Hence $L=F/[F,[F,F]]$ is free 2-step nilpotent on 2 generators. Denote by $A,B,C$ the images of $a,b,c$ in $L$. Since $L/[L,L]$ is torsion-free and $C^n\in [L,L]$, we have $C\in [L,L]$. By (d), we deduce that $L$ is generated by $A,B$. So the endomorphism of $L$ mapping the two free generators to $A$ and $B$ is surjective. By (c) deduce that $L$ is free 2-step nilpotent on $(A,B)$. Since $[A,B]=C^n$, we can use (a) to get a contradiction. (Baumslag's conclusion of the argument also uses a 2-step nilpotent group, but I haven't followed as it's more technical)
There is a visualisation of Schützenberger's observation based on a variant of the car-crash lemma that says that
for any multiple motion on a map on a closed oriented surface $S$, the number of points of complete collision is at least $\chi(S)+\sum\limits_D(d_D-1)$, where the summation runs over all faces $D$ of the map and $d_D$ is the number of cars moving around a face $D$.
See [this self-advertisement] for exact definitions.

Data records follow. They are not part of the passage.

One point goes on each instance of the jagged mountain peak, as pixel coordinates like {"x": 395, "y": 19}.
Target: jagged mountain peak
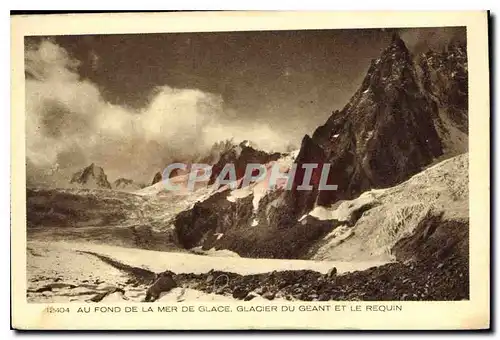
{"x": 92, "y": 176}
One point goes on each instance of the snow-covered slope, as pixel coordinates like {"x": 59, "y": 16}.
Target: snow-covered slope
{"x": 377, "y": 219}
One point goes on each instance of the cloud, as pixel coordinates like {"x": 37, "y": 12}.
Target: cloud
{"x": 69, "y": 124}
{"x": 420, "y": 40}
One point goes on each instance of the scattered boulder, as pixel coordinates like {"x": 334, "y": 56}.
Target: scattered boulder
{"x": 163, "y": 282}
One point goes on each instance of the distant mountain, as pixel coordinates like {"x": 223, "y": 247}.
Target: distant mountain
{"x": 92, "y": 176}
{"x": 125, "y": 184}
{"x": 407, "y": 114}
{"x": 157, "y": 178}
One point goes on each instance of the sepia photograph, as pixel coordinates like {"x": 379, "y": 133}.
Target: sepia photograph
{"x": 243, "y": 169}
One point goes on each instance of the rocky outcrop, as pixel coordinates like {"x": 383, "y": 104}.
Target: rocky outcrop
{"x": 92, "y": 176}
{"x": 391, "y": 129}
{"x": 444, "y": 78}
{"x": 157, "y": 178}
{"x": 240, "y": 155}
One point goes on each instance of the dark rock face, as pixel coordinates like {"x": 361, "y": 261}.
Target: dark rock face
{"x": 163, "y": 283}
{"x": 383, "y": 135}
{"x": 389, "y": 130}
{"x": 125, "y": 184}
{"x": 92, "y": 176}
{"x": 444, "y": 76}
{"x": 214, "y": 215}
{"x": 241, "y": 155}
{"x": 157, "y": 178}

So, if a non-identity commutator in a free group $F(x,y,\dots)$ is, e.g., a cube of a word $c$, we obtain a one-face map on a torus, where the label of the face is $c^3$. Let three cars move around this face counter-clockwise with a constant speed one edge per a minute; at a moment $t$ each car moves along an edge labelled by the $[t]$th letter of the word $c$ (where the integer part $[t]$ of $t\in\mathbb R$ is counted modulo the length of $c$).
The car-crash lemma asserts that $$ \small \pmatrix{ \hbox{the number of points} \\\\ \hbox{of complete collision} } \geqslant \begin{pmatrix} \hbox{the Euler characteristic} \\\\ \hbox{of the torus,} \\\\ \hbox{i.e. 0} \end{pmatrix} + \pmatrix{ \hbox{$d_D$, i.e. the number of cars} \\\\ \hbox{moving around the unique face $D$,} \\\\ \hbox{i.e. 3} } -1=2. %} $$ On the other hand, a collision inside an edge is impossible:
such a collision would imply that some letter of the word $c$ is $x$ and $x^{-1}$ simultaneously. A similar argument shows that a collision at a vertex cannot occur too. This contradiction proves that a commutator cannot be a cube.
This approach was used in [this self-advertisement], [this self-advertisement], and [this self-advertisement] to obtain generalisations of Schützenberger's observation and Duncan--Howie's theorem (mentioned by Henry Wilton).